At 4pm today we have Paul Nataraj’s ‘You Sound Like a Broken Record’ – a practice led interrogation of the ontological resonances of vinyl record culture.
The vinyl record is complex piece of black plastic. It is a cultural hobo that holds a dialectical position as both symbol of cultural subversion and the product of a mass-market industry, remaining equally totemic in both paradigms. In being able to sustain such paradoxes, the object of the record itself has a mythic value that continually fascinates its users. As Eisenberg writes, ‘a shelf of records is a row of possible worlds’.
“My practice uses the vinyl record as a site to interrogate people’s personal relationship to this object, and the potentials of the materiality of the ‘thing’ itself. Volunteers donate records for this work and I record an oral history interview documenting their personal stories about the gifted disc, and their wider musical lives. These narratives are then hand etched onto the surface of each disc creating a palimpsest that indelibly connects the owner and object.

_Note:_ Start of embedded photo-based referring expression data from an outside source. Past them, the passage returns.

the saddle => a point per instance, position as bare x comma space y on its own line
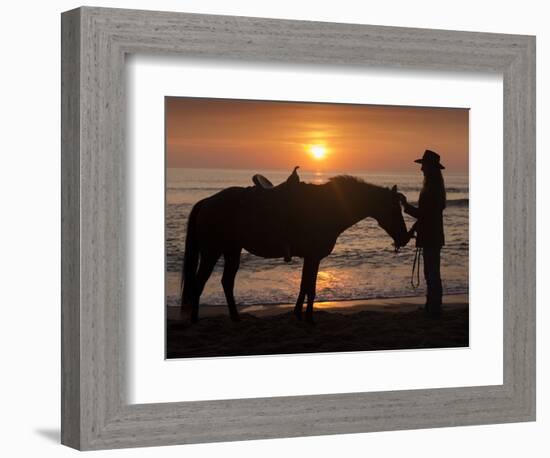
262, 182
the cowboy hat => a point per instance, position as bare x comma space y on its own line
431, 158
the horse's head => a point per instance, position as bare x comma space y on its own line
390, 218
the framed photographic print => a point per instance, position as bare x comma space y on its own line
307, 217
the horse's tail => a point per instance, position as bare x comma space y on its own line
190, 259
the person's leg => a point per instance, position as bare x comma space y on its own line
432, 261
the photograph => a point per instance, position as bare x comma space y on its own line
297, 227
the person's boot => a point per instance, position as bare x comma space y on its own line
287, 255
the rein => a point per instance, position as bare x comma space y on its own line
416, 267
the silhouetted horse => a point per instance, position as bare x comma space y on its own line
250, 218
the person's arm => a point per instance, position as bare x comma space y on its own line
408, 208
411, 210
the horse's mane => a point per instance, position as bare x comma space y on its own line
348, 181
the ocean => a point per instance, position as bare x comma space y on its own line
363, 264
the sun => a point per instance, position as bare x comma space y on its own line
318, 152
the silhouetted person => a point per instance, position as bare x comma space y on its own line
429, 226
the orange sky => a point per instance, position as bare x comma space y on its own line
219, 133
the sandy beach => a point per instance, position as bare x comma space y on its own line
359, 325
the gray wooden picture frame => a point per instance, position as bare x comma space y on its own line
95, 412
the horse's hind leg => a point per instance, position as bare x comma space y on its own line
231, 266
207, 263
309, 275
311, 282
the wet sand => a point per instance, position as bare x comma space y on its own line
361, 325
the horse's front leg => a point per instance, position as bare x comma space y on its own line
299, 304
231, 266
311, 289
307, 287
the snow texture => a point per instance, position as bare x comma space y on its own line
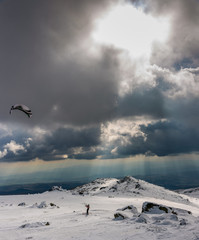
119, 209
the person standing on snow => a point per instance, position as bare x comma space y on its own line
87, 208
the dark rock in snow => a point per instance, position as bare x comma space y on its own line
22, 204
119, 216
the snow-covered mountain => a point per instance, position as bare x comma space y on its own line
128, 186
193, 192
119, 209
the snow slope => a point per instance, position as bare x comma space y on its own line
120, 209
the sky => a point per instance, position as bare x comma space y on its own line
109, 80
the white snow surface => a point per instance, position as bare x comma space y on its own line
61, 214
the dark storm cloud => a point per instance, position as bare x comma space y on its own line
141, 102
46, 62
35, 35
163, 138
60, 142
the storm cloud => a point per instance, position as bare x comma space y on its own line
92, 100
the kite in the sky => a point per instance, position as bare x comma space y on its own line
22, 108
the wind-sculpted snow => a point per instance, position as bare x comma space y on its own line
192, 192
128, 186
119, 209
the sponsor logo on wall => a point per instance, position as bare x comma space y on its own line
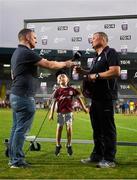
76, 28
125, 37
109, 26
124, 26
76, 39
62, 28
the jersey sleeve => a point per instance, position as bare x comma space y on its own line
76, 92
32, 57
113, 58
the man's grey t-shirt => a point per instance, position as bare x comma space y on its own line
24, 71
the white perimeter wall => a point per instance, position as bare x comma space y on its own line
13, 13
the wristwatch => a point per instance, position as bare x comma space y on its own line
97, 76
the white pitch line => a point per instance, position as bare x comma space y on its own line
130, 129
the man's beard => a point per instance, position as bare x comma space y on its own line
99, 45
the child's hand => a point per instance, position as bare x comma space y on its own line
86, 110
51, 117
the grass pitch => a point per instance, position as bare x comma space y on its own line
45, 165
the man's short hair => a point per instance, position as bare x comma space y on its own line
23, 33
102, 34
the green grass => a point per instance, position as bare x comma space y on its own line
45, 165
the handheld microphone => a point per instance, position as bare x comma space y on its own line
77, 55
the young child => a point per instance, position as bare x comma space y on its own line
63, 96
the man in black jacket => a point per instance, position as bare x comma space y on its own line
103, 77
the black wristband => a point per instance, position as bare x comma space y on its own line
97, 76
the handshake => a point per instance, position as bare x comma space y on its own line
74, 61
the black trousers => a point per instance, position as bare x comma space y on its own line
104, 130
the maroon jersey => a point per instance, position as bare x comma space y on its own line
64, 98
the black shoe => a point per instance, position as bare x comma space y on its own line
16, 166
69, 150
106, 164
89, 160
57, 150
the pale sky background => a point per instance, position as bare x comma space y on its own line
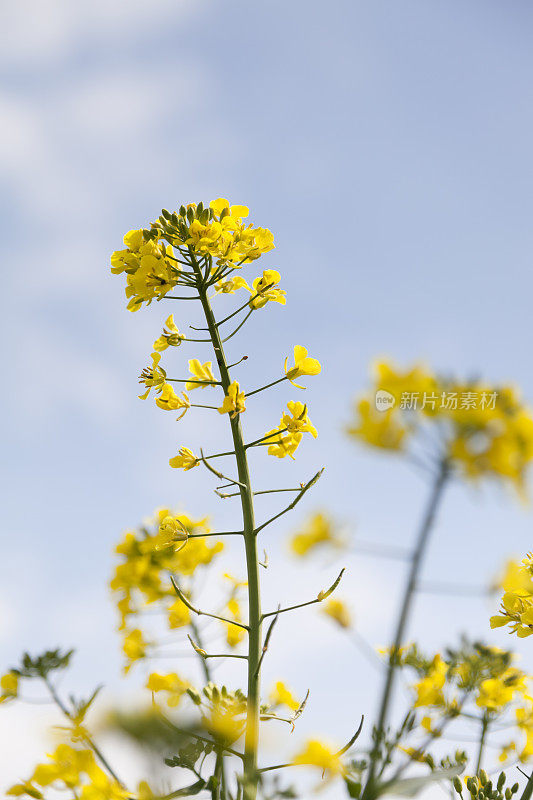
388, 147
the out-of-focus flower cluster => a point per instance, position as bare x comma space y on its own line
75, 771
472, 681
517, 601
167, 544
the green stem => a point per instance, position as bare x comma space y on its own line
528, 791
252, 564
401, 625
216, 792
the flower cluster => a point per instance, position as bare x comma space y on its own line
169, 543
473, 681
150, 267
76, 771
159, 258
481, 430
517, 601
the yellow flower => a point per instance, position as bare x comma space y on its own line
429, 689
168, 400
184, 460
319, 754
178, 615
234, 402
303, 365
378, 428
230, 285
282, 444
9, 686
281, 695
484, 430
495, 693
318, 531
338, 611
264, 288
224, 236
171, 337
171, 530
202, 373
134, 647
74, 770
172, 684
297, 421
285, 439
153, 377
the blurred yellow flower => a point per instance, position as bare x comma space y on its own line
174, 686
303, 365
338, 611
319, 754
184, 460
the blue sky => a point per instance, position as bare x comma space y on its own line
388, 146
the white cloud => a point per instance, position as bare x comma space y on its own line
45, 31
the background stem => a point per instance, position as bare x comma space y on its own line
252, 566
401, 625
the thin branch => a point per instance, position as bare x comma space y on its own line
321, 596
268, 385
203, 655
265, 437
203, 613
175, 297
264, 491
296, 500
267, 641
223, 533
185, 732
237, 329
193, 380
217, 473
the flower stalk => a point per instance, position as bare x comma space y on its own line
403, 619
250, 544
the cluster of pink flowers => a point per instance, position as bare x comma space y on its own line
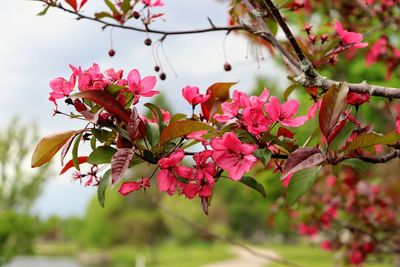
362, 203
258, 114
382, 50
94, 79
226, 153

As Bartmanski and Woodward write, the surface of the record which is ‘kind of taboo…poses a temptation.’ It acts as the mechanised embodiment of the siren song, drawing us into its hypnotic spiral and affording us a tactile pleasure. This practice carves out the enmeshments present in all our musical histories, opening them up for further scrutiny.
I then use these records as the basis for musical compositions, playing back the vandalised records and sampling their fragmentary mediations of the original sound. These compositions question commercial sampling practices, especially in hip-hop production and wider dance music forms. They also have resonances with ideas of indeterminacy in composition and uses of the graphic score. The narratives shared by my respondents are the lead influence on the form of the compositions; in a complex play of objective and subjective space, record, owner and artist share in a temporally dislocated ‘ecoute a trois’, exhumed from the grooves of the record.
I have collected and ‘vandalised’ 14 records over the course of this project, ranging from Glasgow’s post punk band Badgewearer to Brotherhood of Man. The uniques palimpsestual records and the sound pieces produced are an instantiation of some of the inherent tensions with our relationships to sound, music, memory and time.”